“I am glad you have come early, Wilton,” said Green. “The King returns from the chapel at a quarter past twelve, and expects us to be in waiting at that hour, when he will see us. This is no slight favour, I find, Wilton,” he added, “for the palace is full of courtiers, all eager and pressing for royal attention. Let us go immediately, then, and ride slowly up to the palace.”
They mounted their horses accordingly, and rode on, speaking a few words from time to time, but not, indeed, absolutely conversing, for both were far too thoughtful, and too much impressed with the importance of the act they were about to perform, to leave the tongue free and unfettered.
On their arrival at the palace, they found that the King had not yet returned from the chapel; but on being asked whether they came by appointment or not, and giving their names, they were admitted into a waiting-room where two or three other people were already assembled. The moments passed slowly, and it seemed as if the King would never return.
At length, however, a distant flourish of drums and trumpets was heard, together with the sounds of many people passing to and fro in the courts and passages. Buzzing conversation, manifold footfalls, gay laughter, announced that the morning service was over, and the congregation of the royal chapel dispersed.

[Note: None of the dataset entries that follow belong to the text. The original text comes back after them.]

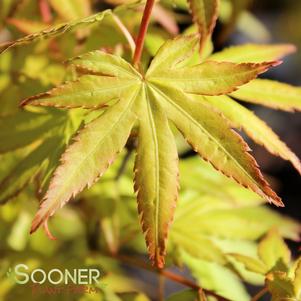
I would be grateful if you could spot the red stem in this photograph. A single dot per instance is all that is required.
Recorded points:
(45, 11)
(167, 274)
(142, 31)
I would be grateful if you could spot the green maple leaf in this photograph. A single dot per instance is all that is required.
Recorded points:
(163, 95)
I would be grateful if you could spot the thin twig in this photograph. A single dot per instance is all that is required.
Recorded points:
(167, 274)
(260, 294)
(125, 32)
(142, 31)
(45, 11)
(161, 288)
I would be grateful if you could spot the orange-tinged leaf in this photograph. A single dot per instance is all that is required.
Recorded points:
(84, 161)
(210, 78)
(253, 53)
(210, 136)
(89, 91)
(256, 129)
(271, 94)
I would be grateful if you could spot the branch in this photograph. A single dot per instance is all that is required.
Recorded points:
(142, 31)
(45, 11)
(125, 32)
(167, 274)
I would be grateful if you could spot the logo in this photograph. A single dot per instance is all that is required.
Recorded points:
(57, 281)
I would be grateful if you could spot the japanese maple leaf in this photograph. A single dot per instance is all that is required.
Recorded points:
(152, 101)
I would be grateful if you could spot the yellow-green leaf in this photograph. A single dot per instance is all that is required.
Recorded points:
(55, 30)
(209, 78)
(71, 9)
(93, 151)
(241, 118)
(89, 91)
(272, 248)
(253, 53)
(156, 175)
(251, 264)
(210, 136)
(271, 94)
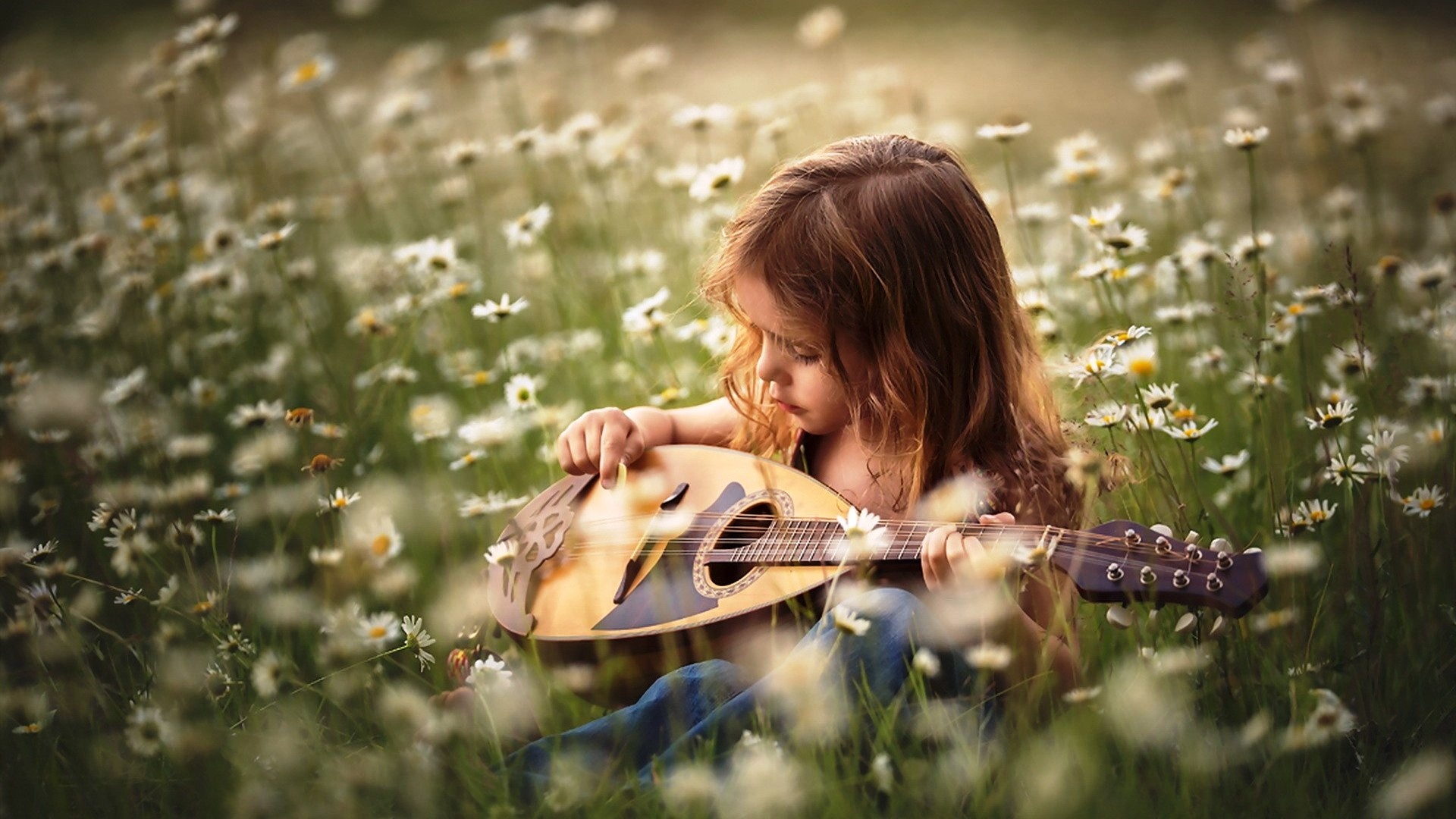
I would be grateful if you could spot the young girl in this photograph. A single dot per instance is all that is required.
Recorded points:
(883, 346)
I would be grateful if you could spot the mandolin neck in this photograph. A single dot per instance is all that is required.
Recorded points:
(813, 541)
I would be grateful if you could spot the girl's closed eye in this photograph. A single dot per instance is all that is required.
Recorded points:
(802, 354)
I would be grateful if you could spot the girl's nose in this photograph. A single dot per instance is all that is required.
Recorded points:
(769, 366)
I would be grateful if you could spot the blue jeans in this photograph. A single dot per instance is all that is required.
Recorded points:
(710, 704)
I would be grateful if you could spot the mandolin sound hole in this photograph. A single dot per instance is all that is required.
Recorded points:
(747, 526)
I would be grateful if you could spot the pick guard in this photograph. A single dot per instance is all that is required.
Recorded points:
(667, 592)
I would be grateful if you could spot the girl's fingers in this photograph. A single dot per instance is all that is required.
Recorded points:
(956, 556)
(634, 447)
(613, 445)
(934, 563)
(564, 452)
(932, 545)
(595, 435)
(579, 453)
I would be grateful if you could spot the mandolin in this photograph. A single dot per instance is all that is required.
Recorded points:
(702, 541)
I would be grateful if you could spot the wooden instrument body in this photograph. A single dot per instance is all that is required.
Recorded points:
(563, 585)
(576, 539)
(699, 544)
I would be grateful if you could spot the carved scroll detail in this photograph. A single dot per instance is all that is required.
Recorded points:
(539, 531)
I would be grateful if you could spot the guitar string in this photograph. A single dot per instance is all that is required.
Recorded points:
(1068, 537)
(1112, 548)
(890, 551)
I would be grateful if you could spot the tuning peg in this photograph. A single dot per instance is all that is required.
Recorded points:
(1219, 627)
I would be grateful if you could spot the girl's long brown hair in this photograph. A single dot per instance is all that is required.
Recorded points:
(884, 241)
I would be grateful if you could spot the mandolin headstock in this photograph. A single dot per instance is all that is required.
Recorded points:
(1122, 561)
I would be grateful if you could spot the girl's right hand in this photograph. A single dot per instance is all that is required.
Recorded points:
(598, 442)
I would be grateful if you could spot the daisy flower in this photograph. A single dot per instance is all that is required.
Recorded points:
(308, 74)
(1107, 416)
(523, 231)
(381, 629)
(927, 662)
(255, 416)
(820, 27)
(848, 621)
(1163, 77)
(382, 538)
(273, 240)
(1313, 512)
(1159, 397)
(338, 502)
(1226, 465)
(1098, 219)
(1331, 416)
(520, 392)
(1141, 357)
(715, 178)
(492, 311)
(1423, 500)
(1003, 133)
(989, 656)
(128, 596)
(1347, 468)
(1098, 362)
(216, 516)
(1385, 455)
(647, 316)
(417, 635)
(1120, 337)
(1245, 139)
(488, 672)
(468, 460)
(862, 534)
(503, 553)
(1190, 430)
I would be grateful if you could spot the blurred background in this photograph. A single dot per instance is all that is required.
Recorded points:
(1056, 63)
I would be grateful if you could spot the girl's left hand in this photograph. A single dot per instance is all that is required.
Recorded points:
(946, 554)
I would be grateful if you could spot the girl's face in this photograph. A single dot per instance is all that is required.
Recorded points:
(797, 372)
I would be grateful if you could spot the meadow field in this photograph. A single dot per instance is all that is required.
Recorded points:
(291, 316)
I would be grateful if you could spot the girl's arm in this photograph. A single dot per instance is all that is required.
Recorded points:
(710, 423)
(1041, 632)
(601, 439)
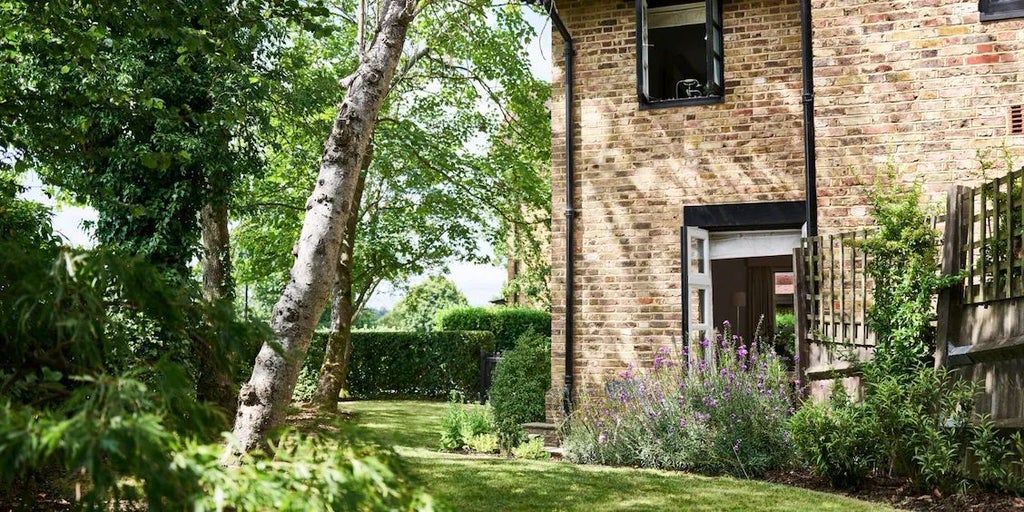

In the royal closet, at the palace of Hampton Court, stood King William III. leaning against a gilt railing, placed round some ornamental objects, near one of the windows. The famous Lord Keeper Somers stood beside him, while, at a little distance behind appeared Keppel, Lord Albemarle, and before him, a tall, fine-looking man, somewhat past the middle age, slight, but dignified in his person, and with an air of ease and grace in his whole position and demeanour, which bespoke long familiarity with courts. William gazed at him with a smile, and heard him speak evidently with pleasure.
“Well, my lord,” he said, “I am very glad of the news you give me. With the assistance of yourself, and my Lord Keeper here, together with that of our good friend the Duke of Shrewsbury, I doubt not now my affairs will go well. I am happy to see your health so well restored, my lord; for you know my friendship for you well enough, to be aware, that I was seriously afflicted at your illness, for your own sake, as well as because it deprived me of the counsel and assistance of one, who, as I thought he would, has proved himself the only person sufficiently loved by all men, to reconcile the breaches between some of my best friends.”
“Most grateful I am, sir,” replied the Earl of Sunbury, to this unusually long speech, “that Heaven has made me an instrument for that purpose, and I can never sufficiently express my gratitude, for your not being angry at my long absence from your majesty’s service. The arrangements thus being made, sire, I will humbly take my leave, begging your majesty not to forget the interests of my young friend, according to your gracious promise.”